The statement added that Arnhem club “pursued actions that fly in the face of the basic principles of international sports such as non-discrimination, moral conduct and sportsmanship.”
Geert Wilders, leader of the rightist, pro-Israel Party for Freedom, on Sunday called the team cowardly on his Twitter account.
“Vitesse shouldn’t have gone to the United Arab Emirates to protest the refusal to let Mori in,” he wrote. “They are now accepting the emirates’ Jew-hate. Cowardly.”
Pieter Omtzigt, a lawmaker for the CDA party, told Dutch media on Monday that Vitesse should behave like Dutch lawmakers, who refuse to visit places that try to dictate the makeup of parliamentary delegations.
Ester Bal, communications director for Vitesse, said the team “stays away from politics and religion. We have always done this. We are a soccer club.”
Management said in a statement that the decision to go to Abu Dhabi was made because “the team had obligations and wanted to prepare to the best of our abilities for future matches.”

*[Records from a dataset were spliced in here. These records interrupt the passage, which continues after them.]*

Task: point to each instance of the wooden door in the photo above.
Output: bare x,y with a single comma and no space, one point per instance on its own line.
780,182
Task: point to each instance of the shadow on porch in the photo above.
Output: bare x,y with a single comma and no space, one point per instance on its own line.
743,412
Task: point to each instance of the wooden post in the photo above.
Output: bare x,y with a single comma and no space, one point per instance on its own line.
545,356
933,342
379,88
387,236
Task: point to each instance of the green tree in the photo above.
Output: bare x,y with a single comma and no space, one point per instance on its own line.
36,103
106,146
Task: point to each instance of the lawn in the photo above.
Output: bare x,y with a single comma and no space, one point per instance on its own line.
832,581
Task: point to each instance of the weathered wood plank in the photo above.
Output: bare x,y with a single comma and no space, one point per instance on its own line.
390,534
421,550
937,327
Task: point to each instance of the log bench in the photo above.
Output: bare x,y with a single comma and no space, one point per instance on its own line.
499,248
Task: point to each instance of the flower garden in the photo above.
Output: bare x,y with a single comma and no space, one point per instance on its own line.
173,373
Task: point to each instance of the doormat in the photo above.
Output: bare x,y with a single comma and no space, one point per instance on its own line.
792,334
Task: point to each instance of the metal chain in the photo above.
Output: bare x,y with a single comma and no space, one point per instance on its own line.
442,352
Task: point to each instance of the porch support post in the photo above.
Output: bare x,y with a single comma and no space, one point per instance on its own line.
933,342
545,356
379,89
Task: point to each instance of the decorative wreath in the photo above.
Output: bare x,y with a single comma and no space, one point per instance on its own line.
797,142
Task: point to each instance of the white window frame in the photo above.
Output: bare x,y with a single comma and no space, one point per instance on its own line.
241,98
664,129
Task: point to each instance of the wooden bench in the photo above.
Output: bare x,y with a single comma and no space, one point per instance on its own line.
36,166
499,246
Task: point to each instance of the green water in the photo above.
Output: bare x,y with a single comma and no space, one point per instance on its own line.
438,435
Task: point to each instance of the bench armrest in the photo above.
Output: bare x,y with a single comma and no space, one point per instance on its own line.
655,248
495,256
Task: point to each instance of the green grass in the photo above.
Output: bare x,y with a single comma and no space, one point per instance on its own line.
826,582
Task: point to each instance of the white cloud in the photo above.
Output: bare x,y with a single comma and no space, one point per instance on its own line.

Esther Voet, director of the Hague-based Center for Information and Documentation on Israel, was quoted on Monday by the RTL news broadcaster as saying that Abu Dhabi “walked all over Vitesse, which should have had the team spirit not to go without Mori.”
In January 2010, Hamas operative Mahmoud Al-Mabhouh was assassinated in the neighboring Saudi emirate of Dubai in an operation that involved two people dressed in tennis outfits and several other operatives.
Israel, which was widely seen as responsible for the killing, never confirmed or denied its involvement.